Ruandas Unterstützung für die M23-Bewegung ist unübersehbar. Am Tag, an dem Goma eingenommen wurde, kämpften auch ruandische Soldaten in den Straßen. Sie trugen RDF-Uniformen und sprachen die für Ruanda typische Stammessprache Kinyarwanda. Kongolesen, die nahe der Grenze wohnen, konnten beobachten, wie RDF-Kämpfer ins Land strömten. Seit Langem verfolgt Ruanda einen teuflischen Plan für die DR Kongo. Dazu gehört, Unsicherheit im Osten des Landes zu verbreiten, um die Region zu schwächen. Ruanda beansprucht sein Stück der reichen Rohstoffvorkommen. Für diesen Preis infiltriert Ruanda die kongolesische Armee und untergräbt die Bevölkerung.

30 Kilometer südlich von Goma liegt Bukavu. Handelt es sich nur um eine Frage der Zeit, bis die Rebellen auch diese Stadt eingenommen haben?

Die Schlacht um Bukavu wird keine einfache für die M23. Die Menschen und Nachbarschaften in Bukavu halten fest zusammen und für die Soldaten aus Ruanda bildet der Ruzizifluss eine schwer überwindbare Grenze. Der Druck auf die Regierung ist mittlerweile so groß, dass Präsident Kabila vermutlich weitere Truppen in die Region abstellen und untreue Soldaten isolieren wird.

Am vergangenen Wochenende fanden erste Gespräche zwischen den Rebellen und der Regierung statt. Geeinigt haben sich die Parteien jedoch nicht ...

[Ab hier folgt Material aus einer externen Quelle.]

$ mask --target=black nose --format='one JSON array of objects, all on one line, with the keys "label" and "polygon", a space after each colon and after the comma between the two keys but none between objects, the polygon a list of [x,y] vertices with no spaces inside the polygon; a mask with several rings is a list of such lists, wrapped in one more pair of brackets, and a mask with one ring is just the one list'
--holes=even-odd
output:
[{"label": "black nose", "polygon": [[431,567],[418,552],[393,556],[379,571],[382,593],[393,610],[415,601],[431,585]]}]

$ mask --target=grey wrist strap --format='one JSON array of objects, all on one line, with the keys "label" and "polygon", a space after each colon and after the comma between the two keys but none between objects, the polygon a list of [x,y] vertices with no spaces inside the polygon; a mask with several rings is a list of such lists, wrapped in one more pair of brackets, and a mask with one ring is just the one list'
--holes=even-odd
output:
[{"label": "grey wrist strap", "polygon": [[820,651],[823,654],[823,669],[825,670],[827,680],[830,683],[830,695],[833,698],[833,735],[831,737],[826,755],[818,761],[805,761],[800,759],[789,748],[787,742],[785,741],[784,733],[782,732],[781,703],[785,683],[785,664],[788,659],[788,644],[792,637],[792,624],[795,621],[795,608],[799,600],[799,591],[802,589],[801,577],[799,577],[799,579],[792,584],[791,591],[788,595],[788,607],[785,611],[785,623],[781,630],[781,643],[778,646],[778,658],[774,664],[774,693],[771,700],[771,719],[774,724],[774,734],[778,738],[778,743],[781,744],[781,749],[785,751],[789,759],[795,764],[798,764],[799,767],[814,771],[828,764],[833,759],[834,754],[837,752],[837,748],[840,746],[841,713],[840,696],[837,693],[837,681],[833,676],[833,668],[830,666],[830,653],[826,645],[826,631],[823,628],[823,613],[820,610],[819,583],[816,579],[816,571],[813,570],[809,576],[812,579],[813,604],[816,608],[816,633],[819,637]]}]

Tatsächlich existiert die M23 nur auf Grundlage der ruandischen Armee und dient ausschließlich ihren Interessen. Deshalb müsste und könnte nur die ruandische Regierung mit den Rebellen verhandeln, um Goma freizugeben und den Frieden wiederherzustellen.

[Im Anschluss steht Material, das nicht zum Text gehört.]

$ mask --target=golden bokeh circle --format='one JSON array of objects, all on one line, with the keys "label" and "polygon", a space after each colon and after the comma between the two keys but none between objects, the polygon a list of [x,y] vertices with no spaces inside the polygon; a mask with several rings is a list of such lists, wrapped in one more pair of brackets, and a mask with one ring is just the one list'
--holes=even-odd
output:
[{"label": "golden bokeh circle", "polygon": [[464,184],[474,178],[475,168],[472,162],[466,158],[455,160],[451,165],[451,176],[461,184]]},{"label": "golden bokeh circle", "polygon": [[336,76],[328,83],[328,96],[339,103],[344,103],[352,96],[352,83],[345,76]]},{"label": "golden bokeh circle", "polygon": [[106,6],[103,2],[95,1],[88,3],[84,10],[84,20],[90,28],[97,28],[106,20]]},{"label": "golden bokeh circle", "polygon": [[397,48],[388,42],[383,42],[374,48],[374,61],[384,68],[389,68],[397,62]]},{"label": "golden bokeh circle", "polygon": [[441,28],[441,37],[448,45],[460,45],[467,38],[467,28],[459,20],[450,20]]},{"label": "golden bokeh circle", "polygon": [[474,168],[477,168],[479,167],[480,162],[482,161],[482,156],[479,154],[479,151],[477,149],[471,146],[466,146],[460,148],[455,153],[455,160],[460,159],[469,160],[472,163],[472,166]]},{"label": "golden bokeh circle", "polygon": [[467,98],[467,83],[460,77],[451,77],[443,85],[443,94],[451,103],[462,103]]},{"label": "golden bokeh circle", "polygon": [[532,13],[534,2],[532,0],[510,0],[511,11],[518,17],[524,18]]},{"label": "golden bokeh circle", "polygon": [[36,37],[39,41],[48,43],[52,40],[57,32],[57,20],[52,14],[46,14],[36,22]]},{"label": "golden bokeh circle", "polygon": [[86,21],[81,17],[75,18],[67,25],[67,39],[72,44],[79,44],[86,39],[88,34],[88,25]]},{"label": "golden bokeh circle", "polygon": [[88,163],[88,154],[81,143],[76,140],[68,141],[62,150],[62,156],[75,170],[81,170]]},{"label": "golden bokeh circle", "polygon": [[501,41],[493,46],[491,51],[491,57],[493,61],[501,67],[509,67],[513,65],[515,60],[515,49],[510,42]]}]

Nur wenige Stunden nach der Besetzung Gomas traf Präsident Kabila auf den ruandischen Machthaber Kagame. Weshalb?

Der Besuch war inoffiziell. Daher glaube ich, dass sich die beiden über ihre persönlichen Interessen in der DR Kongo austauschten und darüber, wie sie von ihrem Reichtum profitieren können. Da beide den Druck seitens des Sicherheitsrats spüren, mussten sie sich treffen, bevor die Rebellen Goma verlassen.

Europäische Medien beschuldigten die Blauhelmsoldaten der MONUSCO-Stabilisierungsmission, während des Überfalls der M23 untätig geblieben zu sein. Wie lässt sich das erklären?

Weil sie im Interesse der internationalen Gemeinschaft handeln. Die meisten Kongolesen haben sich damit abgefunden und vertrauen auch nicht mehr auf die Friedenssoldaten. Die UN-Truppen sind gut ausgerüstet und könnten kämpfen, aber New York pocht auf eine ausschließliche Verteidigungsrolle. Damit vertreten die Soldaten nicht die Kongolesen, sondern einzig die Interessen ihrer Bosse.